Matter, however, is not completely new. Instead, it builds on existing standards such as Ethernet, Wi-Fi, Bluetooth Low Energy for initial pairing. It also uses Thread, a relatively recent networking protocol that connects products from different brands without the need for a smart home hub. There is ongoing work to allow existing smart home ecosystems to integrate new devices that incorporate the Matter protocol. Several companies will update their existing products to support Matter – such as Philips Hue, Yale and Google.

This is an overview

Source: Qorvo 1

Growing momentum

The first new products with Matter compatibility should arrive next year. Google, for instance, said at its Google Smart Home Developer Summit that it would release new tools to help developers build devices that work across Google Home, Matter and any other Matter-compliant ecosystems.
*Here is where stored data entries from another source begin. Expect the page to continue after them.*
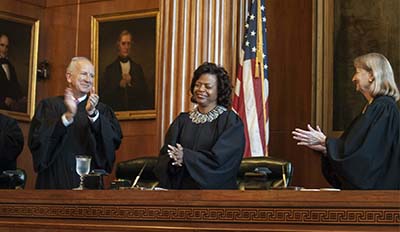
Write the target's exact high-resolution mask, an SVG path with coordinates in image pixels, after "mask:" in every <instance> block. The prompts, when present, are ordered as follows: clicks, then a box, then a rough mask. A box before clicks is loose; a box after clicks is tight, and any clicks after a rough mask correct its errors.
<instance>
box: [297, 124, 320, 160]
mask: <svg viewBox="0 0 400 232" xmlns="http://www.w3.org/2000/svg"><path fill="white" fill-rule="evenodd" d="M307 128H308V130H303V129H299V128H296V129H295V130H294V131H292V134H293V139H295V140H297V141H298V142H297V145H303V146H307V147H309V148H311V149H313V150H315V151H319V152H322V153H324V154H326V146H325V140H326V136H325V134H324V133H323V132H322V131H321V128H320V127H319V126H317V128H316V129H314V128H312V127H311V126H310V124H308V125H307Z"/></svg>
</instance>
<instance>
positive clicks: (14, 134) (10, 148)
mask: <svg viewBox="0 0 400 232" xmlns="http://www.w3.org/2000/svg"><path fill="white" fill-rule="evenodd" d="M2 119H3V120H4V123H2V128H0V153H1V154H0V156H1V159H2V160H10V161H14V160H16V159H17V157H18V155H19V154H20V153H21V151H22V148H23V147H24V136H23V134H22V131H21V128H20V127H19V126H18V123H17V121H16V120H15V119H12V118H8V117H5V116H4V117H2Z"/></svg>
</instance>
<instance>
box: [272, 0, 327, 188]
mask: <svg viewBox="0 0 400 232" xmlns="http://www.w3.org/2000/svg"><path fill="white" fill-rule="evenodd" d="M267 2H268V4H267V28H268V30H267V31H268V32H267V33H268V51H269V65H268V66H269V80H270V138H271V140H270V146H269V152H270V155H272V156H276V157H280V158H283V159H287V160H290V161H291V162H292V163H293V165H294V178H293V184H294V185H299V186H307V187H320V186H328V184H327V183H326V182H325V181H324V179H323V177H322V175H321V171H320V157H319V154H317V153H314V152H312V151H310V150H308V149H307V148H304V147H299V146H297V145H296V143H295V141H294V140H293V139H292V134H291V131H292V130H293V129H294V128H295V127H302V128H304V127H306V125H307V123H310V122H311V115H312V112H311V109H312V105H311V103H312V88H311V87H312V53H311V51H312V15H313V5H312V4H313V3H312V1H307V0H301V1H267Z"/></svg>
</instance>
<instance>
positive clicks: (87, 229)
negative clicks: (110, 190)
mask: <svg viewBox="0 0 400 232" xmlns="http://www.w3.org/2000/svg"><path fill="white" fill-rule="evenodd" d="M399 223H400V198H399V195H398V191H342V192H301V191H290V190H272V191H215V190H214V191H204V190H203V191H201V190H200V191H199V190H194V191H190V190H187V191H179V190H178V191H177V190H171V191H146V190H145V191H140V190H120V191H117V190H115V191H101V190H98V191H86V190H85V191H73V190H67V191H60V190H52V191H46V190H43V191H14V192H11V191H10V190H8V191H7V190H3V191H0V231H10V230H11V231H15V230H18V231H398V229H399Z"/></svg>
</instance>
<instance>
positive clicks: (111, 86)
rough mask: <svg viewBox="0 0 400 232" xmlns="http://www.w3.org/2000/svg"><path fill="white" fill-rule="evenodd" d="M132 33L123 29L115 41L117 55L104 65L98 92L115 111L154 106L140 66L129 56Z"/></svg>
mask: <svg viewBox="0 0 400 232" xmlns="http://www.w3.org/2000/svg"><path fill="white" fill-rule="evenodd" d="M131 43H132V35H131V34H130V33H129V32H128V31H126V30H124V31H122V32H121V34H120V36H119V39H118V41H117V47H118V57H117V59H116V60H115V61H114V62H113V63H111V64H110V65H108V66H107V67H106V71H105V74H104V77H103V78H102V79H103V81H102V82H101V83H100V93H101V95H102V99H103V101H104V103H106V104H108V105H109V106H111V107H112V108H113V109H114V110H116V111H130V110H148V109H153V108H154V103H153V102H154V101H153V99H154V97H153V96H151V94H150V93H149V91H148V87H147V84H146V81H145V79H144V74H143V69H142V67H141V66H140V65H139V64H137V63H135V62H134V61H133V60H132V59H131V58H130V57H129V53H130V50H131Z"/></svg>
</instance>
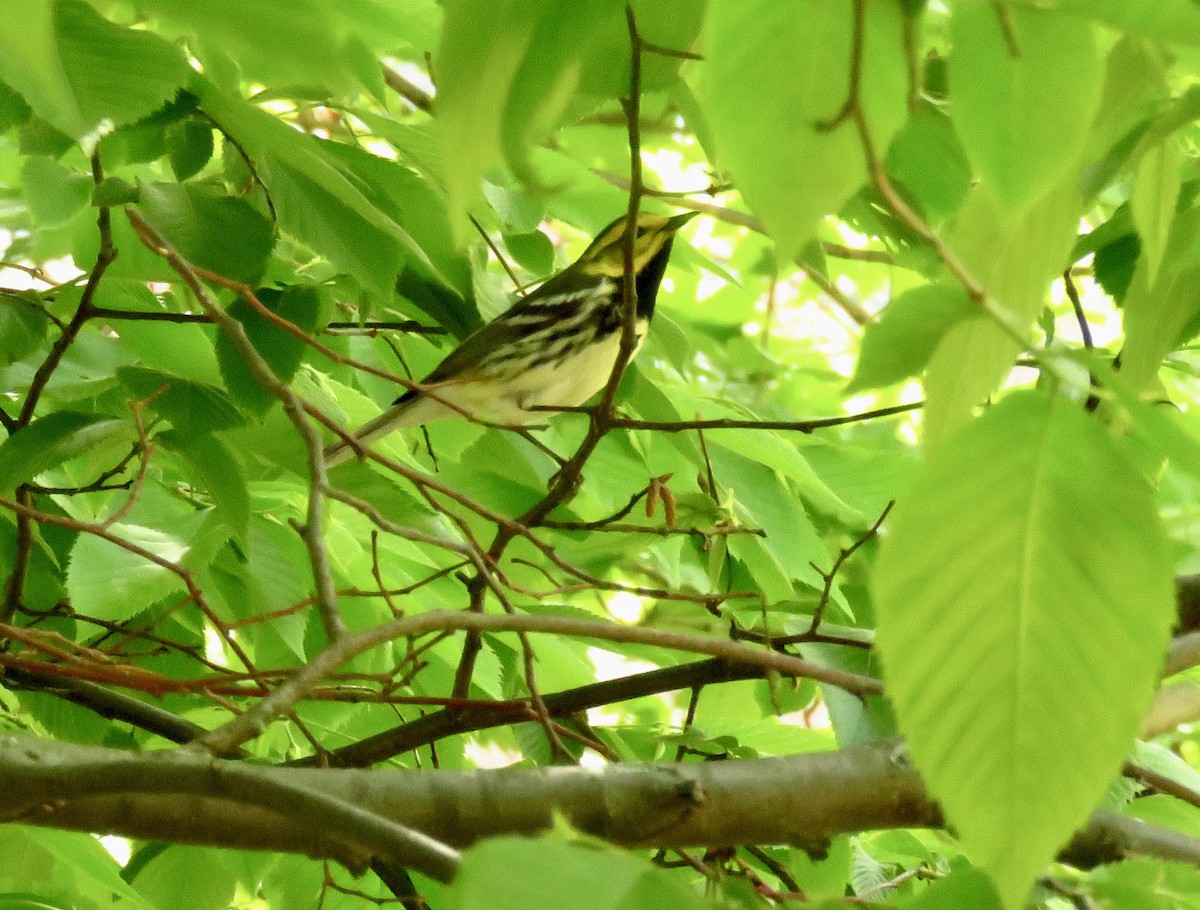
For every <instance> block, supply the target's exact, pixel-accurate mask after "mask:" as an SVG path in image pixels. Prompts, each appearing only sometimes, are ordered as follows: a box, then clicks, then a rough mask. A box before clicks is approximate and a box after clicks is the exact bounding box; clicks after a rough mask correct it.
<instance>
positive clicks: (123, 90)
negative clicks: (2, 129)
mask: <svg viewBox="0 0 1200 910" xmlns="http://www.w3.org/2000/svg"><path fill="white" fill-rule="evenodd" d="M5 20H6V23H8V25H10V26H11V28H6V29H4V30H2V34H0V78H2V79H4V80H5V82H6V83H8V84H10V85H11V86H13V88H14V89H17V90H18V91H19V92H22V95H24V96H25V101H28V102H29V104H30V107H32V108H34V110H35V112H36V113H37V114H38V115H41V116H42V118H44V119H46V120H48V121H49V122H50V124H53V125H54V126H56V127H58V128H59V130H61V131H62V132H65V133H67V134H70V136H72V137H74V138H80V137H83V136H85V134H88V133H90V132H92V131H94V130H96V128H97V127H100V126H101V125H103V126H104V128H106V130H107V128H112V127H113V126H121V125H122V124H128V122H132V121H134V120H137V119H139V118H142V116H145V115H146V114H149V113H150V112H151V110H154V109H155V108H157V107H161V106H162V104H164V103H166V102H167V101H169V100H170V98H172V97H173V96H174V94H175V91H176V90H178V89H179V88H180V86H181V85H182V84H184V83H185V82H186V80H187V77H188V72H190V70H188V67H187V64H186V62H185V61H184V56H182V54H180V52H179V49H178V48H175V47H173V46H172V44H170V43H169V42H167V41H164V40H163V38H161V37H160V36H158V35H155V34H154V32H150V31H144V30H134V29H126V28H121V26H119V25H114V24H112V23H110V22H108V20H106V19H103V18H101V16H100V14H98V13H97V12H96V11H95V10H92V8H91V6H89V5H88V4H85V2H80V0H11V1H10V2H7V4H6V5H5ZM17 23H19V28H18V26H17Z"/></svg>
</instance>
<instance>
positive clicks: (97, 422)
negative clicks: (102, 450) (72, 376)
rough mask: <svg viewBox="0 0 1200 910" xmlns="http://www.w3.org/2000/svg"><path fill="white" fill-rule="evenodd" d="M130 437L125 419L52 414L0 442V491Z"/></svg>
mask: <svg viewBox="0 0 1200 910" xmlns="http://www.w3.org/2000/svg"><path fill="white" fill-rule="evenodd" d="M124 436H128V437H130V438H132V433H131V427H130V424H128V421H127V420H118V419H115V418H110V417H104V415H102V414H80V413H76V412H73V411H55V412H54V413H53V414H47V415H46V417H43V418H40V419H37V420H35V421H32V423H31V424H29V425H28V426H24V427H22V429H20V430H18V431H17V432H14V433H13V435H12V436H10V437H8V438H7V439H5V441H4V442H2V443H0V490H12V489H13V487H16V486H18V485H19V484H23V483H25V481H26V480H32V479H34V478H35V477H37V475H38V474H40V473H42V472H43V471H47V469H49V468H53V467H58V466H59V465H61V463H62V462H64V461H68V460H70V459H73V457H76V456H77V455H82V454H84V453H85V451H89V450H91V449H94V448H96V447H98V445H103V444H107V443H109V442H112V441H113V439H116V438H120V437H124Z"/></svg>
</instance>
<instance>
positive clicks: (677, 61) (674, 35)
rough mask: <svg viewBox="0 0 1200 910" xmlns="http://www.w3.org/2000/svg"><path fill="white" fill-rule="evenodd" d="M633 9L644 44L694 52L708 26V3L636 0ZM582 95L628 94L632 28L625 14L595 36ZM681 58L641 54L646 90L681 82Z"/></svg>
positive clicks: (587, 54) (585, 59) (590, 45)
mask: <svg viewBox="0 0 1200 910" xmlns="http://www.w3.org/2000/svg"><path fill="white" fill-rule="evenodd" d="M630 6H631V7H632V10H634V16H635V17H636V22H637V34H638V36H641V38H642V40H643V41H647V42H649V43H652V44H654V46H656V47H662V48H670V49H672V50H690V49H691V48H692V44H694V43H695V42H696V36H697V35H698V34H700V28H701V25H702V23H703V22H704V8H706V7H707V6H708V0H676V2H671V4H662V2H658V0H632V2H630ZM582 62H583V71H582V73H581V76H580V92H581V94H584V95H594V96H599V97H604V98H620V97H625V96H628V95H629V62H630V53H629V25H628V23H626V20H625V17H624V14H623V12H622V13H620V14H617V16H608V17H606V18H605V19H604V20H602V22H601V23H600V24H599V29H598V34H596V35H594V36H592V38H590V47H589V49H588V53H587V54H584V56H583V61H582ZM682 62H683V59H682V58H678V56H667V55H665V54H648V53H643V54H642V91H643V92H653V91H664V90H666V89H670V88H672V86H674V85H676V84H677V83H678V78H679V66H680V64H682Z"/></svg>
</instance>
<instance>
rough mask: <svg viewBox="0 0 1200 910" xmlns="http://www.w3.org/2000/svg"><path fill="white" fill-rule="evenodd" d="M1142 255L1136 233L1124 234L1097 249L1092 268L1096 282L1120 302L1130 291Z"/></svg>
mask: <svg viewBox="0 0 1200 910" xmlns="http://www.w3.org/2000/svg"><path fill="white" fill-rule="evenodd" d="M1140 256H1141V241H1140V240H1139V239H1138V235H1136V234H1134V233H1129V234H1122V235H1121V237H1118V238H1117V239H1116V240H1114V241H1112V243H1109V244H1105V245H1104V246H1102V247H1100V249H1099V250H1097V251H1096V256H1094V258H1093V259H1092V269H1093V271H1094V273H1096V283H1098V285H1099V286H1100V288H1103V291H1104V293H1105V294H1108V295H1109V297H1111V298H1112V299H1114V300H1116V301H1117V303H1118V304H1120V303H1121V301H1123V300H1124V298H1126V294H1128V293H1129V286H1130V285H1132V283H1133V274H1134V270H1135V269H1136V267H1138V258H1139V257H1140Z"/></svg>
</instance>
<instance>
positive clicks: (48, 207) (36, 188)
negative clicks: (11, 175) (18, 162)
mask: <svg viewBox="0 0 1200 910" xmlns="http://www.w3.org/2000/svg"><path fill="white" fill-rule="evenodd" d="M20 175H22V179H23V180H24V187H25V199H26V200H28V202H29V215H30V217H31V218H32V221H34V223H35V224H36V226H38V227H43V228H46V227H60V226H61V224H65V223H67V222H68V221H70V220H71V218H72V217H73V216H74V215H76V212H78V211H79V210H80V209H82V208H83V206H85V205H86V204H88V199H89V198H91V178H89V176H88V175H86V174H82V173H79V172H78V170H72V169H70V168H67V167H64V166H62V164H60V163H59V162H58V161H55V160H54V158H52V157H49V156H46V155H30V156H29V157H26V158H25V160H24V161H23V162H22V167H20Z"/></svg>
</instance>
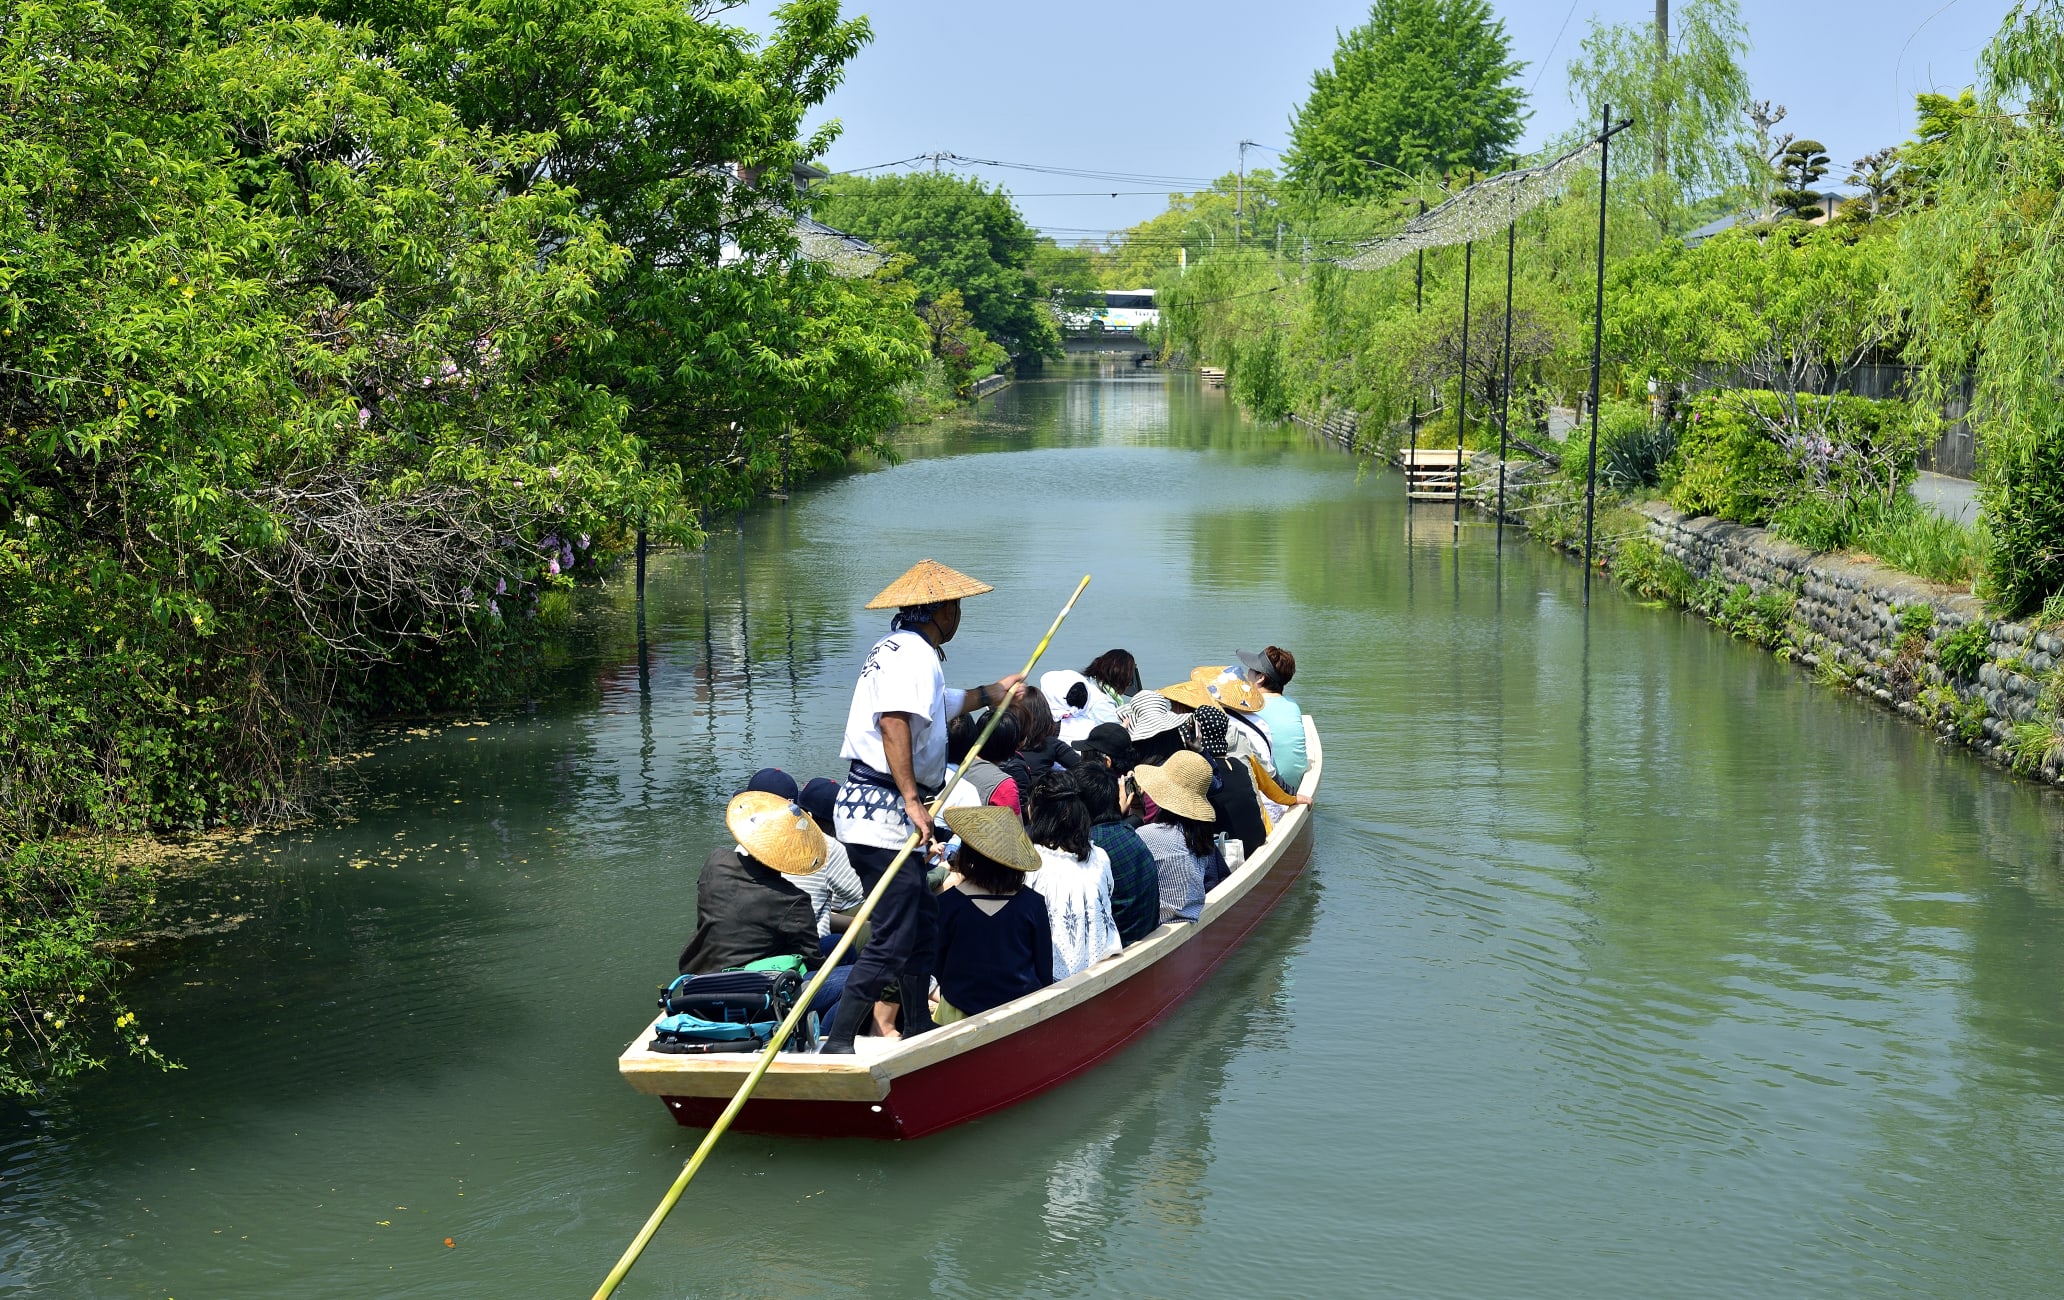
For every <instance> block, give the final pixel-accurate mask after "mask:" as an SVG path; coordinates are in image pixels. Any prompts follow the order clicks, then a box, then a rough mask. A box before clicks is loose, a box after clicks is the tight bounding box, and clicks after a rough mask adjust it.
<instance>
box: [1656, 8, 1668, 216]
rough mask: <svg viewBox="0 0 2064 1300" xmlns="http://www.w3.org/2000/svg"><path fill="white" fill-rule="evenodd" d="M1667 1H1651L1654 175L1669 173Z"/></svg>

Amazon too has affirmed that it will support Matter in its Echo devices and Eero Wi-Fi routers. For its part, Apple has said it will support Matter in iOS15; and Samsung has promised Matter support for SmartThings hubs, Galaxy devices, TVs and even fridges. With these dominant manufacturers committing to Matter, it should only be a matter (pun intended) of time before other manufacturers jump on the bandwagon.

It’s an exciting time for the smart home. As the Matter protocol takes off, it’s likely to prove a gamechanger for the smart home.

1The Zigbee Alliance is an already existing alliance of smart home companies including Ikea, Legrand, Schneider Electric, Signify and many others. It was recently renamed to the Connectivity Standards Alliance (CSA).